Oh man, don't get me started! I wrote some PDF processing software last year -- it was supposed to extract pinout diagrams from integrated circuit datasheets -- and to extract the text was a ridiculous task. Since characters can be specified in any order, what I had to do was look at their positions on the rendered page and then clump those into words with some overly complicated graph algorithms. Working with PDF should not be this hard.

If I were making a PDF successor, this would be one of the top problems to fix. At least make text selection work properly! And simplify the format a little, would you please? To get any sort of compatibility with my PDF processing program I had to write it as a custom rendering backend for the Poppler PDF engine. It should not be this hard.

stass · on Feb 14, 2009

What do you mean by 'unicode text contents'? Of course, text in PDF could not be pasted, but it's not a format intended for "editing', we have plain text for this. PDF was created to distribute text documents, drawings, and so on in a way that it will look exactly the same everywhere. But unlike postscript, it includes some high-level features like word indexes, protection and so on, so you can search inside PDFs, add notes, place interactive elements - things impossible in other formats at all.

Thus I don't really understand where the problem with format itself is? If you have suggestions regarding features needed, take a part in ISO comittee.

fauigerzigerk · on Feb 14, 2009

I didn't mean pasting into the PDF but copying parts of a PDF in order to paste them elsewhere. This is not deterministically possible because (most) PDF documents do not contain a sequence of letters or words but rather a sequence of painting instructions, which can be different from the order in which the document is read.

Also, the codes used to represent letters refer to fonts not to unicode code points (or other character sets for that matter). So my problem is that extracting text from PDF has to use a heuristic approach that always fails at some point. That's why copy and paste out of PDF documents leads to such strange results sometimes.

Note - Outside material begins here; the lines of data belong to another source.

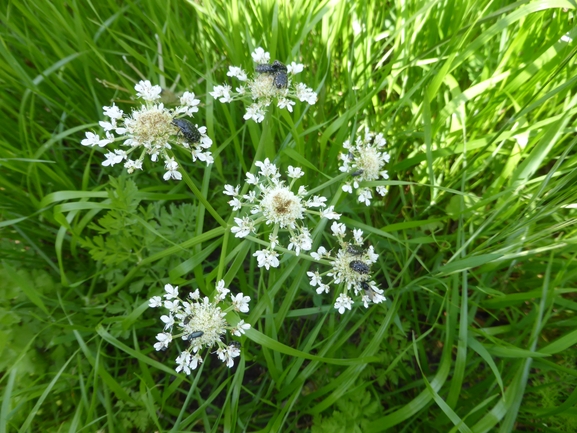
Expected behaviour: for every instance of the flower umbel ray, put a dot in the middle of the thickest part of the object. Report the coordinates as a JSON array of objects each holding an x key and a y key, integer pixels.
[
  {"x": 201, "y": 324},
  {"x": 270, "y": 83},
  {"x": 278, "y": 206},
  {"x": 365, "y": 160},
  {"x": 350, "y": 270},
  {"x": 152, "y": 129}
]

The use case I'm talking about is to distribute documents for viewing, printing AND further processing.

The issues I have with the PDF format are not solvable by adding features because the features are already there. PDF documents can contain unicode text and a very large number of other structural information as you have pointed out. I know because I have written PDF software and I have read the spec very carefully top to bottom.

There are two major problems:

* The PDF format is incredibly bloated, difficult to process, and it allows documents to be distributed without deterministically extractable text. (And I don't mean the case where the author deliberately restricts text extraction)

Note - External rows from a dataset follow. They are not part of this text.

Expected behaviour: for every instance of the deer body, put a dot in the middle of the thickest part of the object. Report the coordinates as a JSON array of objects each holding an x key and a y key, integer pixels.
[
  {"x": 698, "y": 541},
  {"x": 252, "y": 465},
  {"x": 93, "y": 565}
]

* The widely used tools to create PDF files, by default, do not use the PDF features that would allow deterministic text extraction.

The PDF format is older than the web. Data integration and search were not important tasks when PDF was created in 1992. It was meant for printing and viewing only.

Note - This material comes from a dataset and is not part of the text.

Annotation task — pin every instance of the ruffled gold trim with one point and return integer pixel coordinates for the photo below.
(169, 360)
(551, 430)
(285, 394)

The only way to solve these problems would be to remove features from the PDF spec or to mandate the use of other features. Both would be incompatible with previous versions in a way that is completely unacceptable. That's why I think there has to be a new much simpler format that leaves all the old arcane baggage behind and facilitates reliable processing in addition to viewing and printing.

twopoint718 · on Feb 14, 2009

I have a question that maybe you can answer, having really perused the PDF spec. Is it true that PDF removed the turing-completeness of PostScript?

I had heard something that the main reason for creating PDF was that you couldn't render a single PS page without rendering all the ones preceding it.

fauigerzigerk · on Feb 14, 2009

Yes that's true. There are no loops or gotos and functions have no side effects. PostScript has all of that. But I think it would have been sufficient to remove the possibility of global side effects to support out of order rendering of pages. A purely functional language without global state could've done the trick.

So I suspect there were other reasons as well for removing so many features. Maybe the complexity of interpreters. I don't know.